The Human Security Act of 2007 allows for law enforcement to “listen to, intercept and record, with the use of any mode, form, kind or type of electronic or other surveillance equipment or intercepting and tracking devices” the conversations of those who are charged with or suspected of terrorism.8 Under the act, law enforcement officials must obtain a court order to carry out such surveillance activities.9 However, the law includes a broad definition of terrorism and critics argue that it is susceptible to abuse.10

The Anti-Terrorism Act of 2020,11 which amended the Human Security Act of 2007, was signed by the president and entered into force in July (see C2).12 The law expands the definition of terrorism and allows law enforcement and the military to conduct surveillance of any form on an individual suspected of a terrorist act for 60 days, with a potential extension for another 30 days.13 Those suspected of supporting a terrorist organization can also be subjected to surveillance. Civil society groups and critics fear that the law could be used to surveil critics of the government, including left-wing groups that are often tagged as terrorists (see C7).14 Former Supreme Court Justice Renato Puno, acting as impartial critic, expressed concerns that a person “already charged with terrorism can still be the subject of surveillance.”15

A total of 37 petitions were filed before the Supreme Court questioning the constitutionality of the Anti-Terrorism Act.16 In January 2021, one of the lawyers chosen to petition the constitutionality of the law reported that she had spotted men taking photos of her residence and had received anonymous, silent phone calls.17 Attorney Angelo Karlo Guillen, a lawyer for a red-tagged tribal group in the province of Iloilo and legal counsel for one of the 37 petitions to the Supreme Court, was stabbed on his head with a screwdriver and neck by unknown assailants.18

Authorities have increased their capacity to monitor social media platforms. In January 2019, the DICT contracted local company Integrated Computer Systems, Inc. and Israeli-American company Verint Systems, Ltd. for the department’s Cybersecurity Management System (CMS), which includes a social media monitoring component. Monitoring is conducted in “near real time” to identify misinformation and other threats, including during election periods.19 Similarly, the AFP created a social media monitoring cell in October 2018, receiving training from the US military on how to monitor platforms to “counter misinformation by violent extremism organizations.”20

In February 2020, the deputy chief for operations of the Philippine National Police (PNP) encouraged police officers to be more active on social media to aid in crime prevention efforts. The statement followed an earlier order by the PNP’s chief to monitor crimes and abuses on social media.21 The police also monitor social media posts that spread false information.22

In November 2018, the Department of the Interior and Local Government (DILG) contracted the China International Telecommunication Construction Corporation (CITCC) to implement the Safe Philippines Project and install 12,000 surveillance cameras in the Manila metropolitan area and Davao.23 Huawei was supposed to provide technology to support the project. In January 2019, Senator Ralph Recto filed a resolution calling for a probe of the project over concerns about Chinese companies’ alleged espionage and hacking.24 In February 2019, lawmakers declined to provide the necessary funding to the project—$400 million—due to these concerns.25 However, Duterte later vetoed the lawmakers’ decision to block the funding in May 2019 and placed the project under “conditional implementation.”26 The Safe Philippines Project was then launched by the DILG in November 2019 in Marikina.27 In January 2020, Senator Leila de Lima of the opposition filed a resolution calling for an inquiry into China’s involvement in the project.28

C6 1.00-6.00 pts0-6 pts
Does monitoring and collection of user data by service providers and other technology companies infringe on users’ right to privacy? 4.004 6.006

In general, technology companies are not required to aid the government in monitoring the communications of their users, although there are some data retention requirements.

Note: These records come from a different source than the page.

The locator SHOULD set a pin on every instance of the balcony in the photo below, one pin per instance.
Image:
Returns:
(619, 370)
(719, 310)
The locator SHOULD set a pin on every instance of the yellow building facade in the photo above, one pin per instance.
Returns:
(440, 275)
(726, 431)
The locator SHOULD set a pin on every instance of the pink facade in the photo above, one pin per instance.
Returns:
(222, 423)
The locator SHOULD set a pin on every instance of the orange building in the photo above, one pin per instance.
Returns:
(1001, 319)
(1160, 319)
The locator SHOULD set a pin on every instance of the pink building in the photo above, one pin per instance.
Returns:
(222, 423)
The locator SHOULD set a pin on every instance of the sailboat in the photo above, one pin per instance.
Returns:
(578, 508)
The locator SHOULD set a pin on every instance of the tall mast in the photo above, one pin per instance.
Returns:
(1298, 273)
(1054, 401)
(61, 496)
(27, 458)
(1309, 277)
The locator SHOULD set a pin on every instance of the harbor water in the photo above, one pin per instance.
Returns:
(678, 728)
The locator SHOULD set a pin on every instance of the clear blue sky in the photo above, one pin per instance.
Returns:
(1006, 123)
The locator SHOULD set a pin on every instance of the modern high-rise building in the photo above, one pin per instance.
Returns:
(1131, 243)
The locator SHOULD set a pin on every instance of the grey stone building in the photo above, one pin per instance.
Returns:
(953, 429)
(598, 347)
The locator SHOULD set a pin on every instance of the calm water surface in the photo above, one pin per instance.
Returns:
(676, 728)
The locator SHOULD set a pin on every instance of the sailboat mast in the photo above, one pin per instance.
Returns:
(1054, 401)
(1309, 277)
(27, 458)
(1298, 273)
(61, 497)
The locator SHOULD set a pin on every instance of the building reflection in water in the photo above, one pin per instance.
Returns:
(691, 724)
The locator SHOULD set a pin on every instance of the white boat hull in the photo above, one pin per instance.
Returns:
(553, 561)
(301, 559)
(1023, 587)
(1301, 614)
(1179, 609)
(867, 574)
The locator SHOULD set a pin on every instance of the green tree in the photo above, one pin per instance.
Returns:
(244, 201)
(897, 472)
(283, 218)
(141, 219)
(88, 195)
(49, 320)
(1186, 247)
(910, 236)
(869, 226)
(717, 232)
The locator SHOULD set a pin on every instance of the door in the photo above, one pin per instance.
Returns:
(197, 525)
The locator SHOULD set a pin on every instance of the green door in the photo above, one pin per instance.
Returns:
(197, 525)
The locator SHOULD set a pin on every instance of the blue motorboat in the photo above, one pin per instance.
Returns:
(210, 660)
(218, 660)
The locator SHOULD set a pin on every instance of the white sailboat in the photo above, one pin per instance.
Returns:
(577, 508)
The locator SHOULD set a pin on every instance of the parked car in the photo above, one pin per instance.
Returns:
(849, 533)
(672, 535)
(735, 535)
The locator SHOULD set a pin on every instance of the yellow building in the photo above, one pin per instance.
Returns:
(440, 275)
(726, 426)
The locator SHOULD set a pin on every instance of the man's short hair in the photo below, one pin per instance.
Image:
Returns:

In 2015, the government issued rules under the Cybercrime Prevention Act, clarifying some sections of the law that pertain to surveillance. Under its provisions, ISPs must collect and preserve data for up to six months on request. Law enforcement authorities tasked with investigating cybercrime—the NBI and the PNP’s cybercrime unit—require a court order to access computer data.1

The Data Privacy Act of 2012 established parameters for the collection of personal financial information, as well as an independent privacy regulator.2 Other laws with implications for user privacy include the Anti-Child Pornography Act of 2009, which explicitly states that it does not “require an ISP to engage in the monitoring of any user,”3 though it does require them to “obtain” and “preserve” evidence of violations, threatening to revoke the licenses of noncompliant ISPs. The law also authorizes local government units to oversee and regulate commercial establishments that provide internet services.

C7 1.00-5.00 pts0-5 pts
Are individuals subject to extralegal intimidation or physical violence by state authorities or any other actor in relation to their online activities? 2.002 5.005

Score Change: The score declined from 3 to 2 due to the increased harassment online in the form of red-tagging, as well as the shooting of online journalist Jobert Bercasio shortly after he posted on Facebook about alleged illegal activity.

Journalists and rights activists, especially women, have been increasingly targeted with online intimidation and harassment in recent years.1 Authorities’ use of red tagging, a form of harassment whereby targets are accused of having links with local communist groups, increased during the coverage period.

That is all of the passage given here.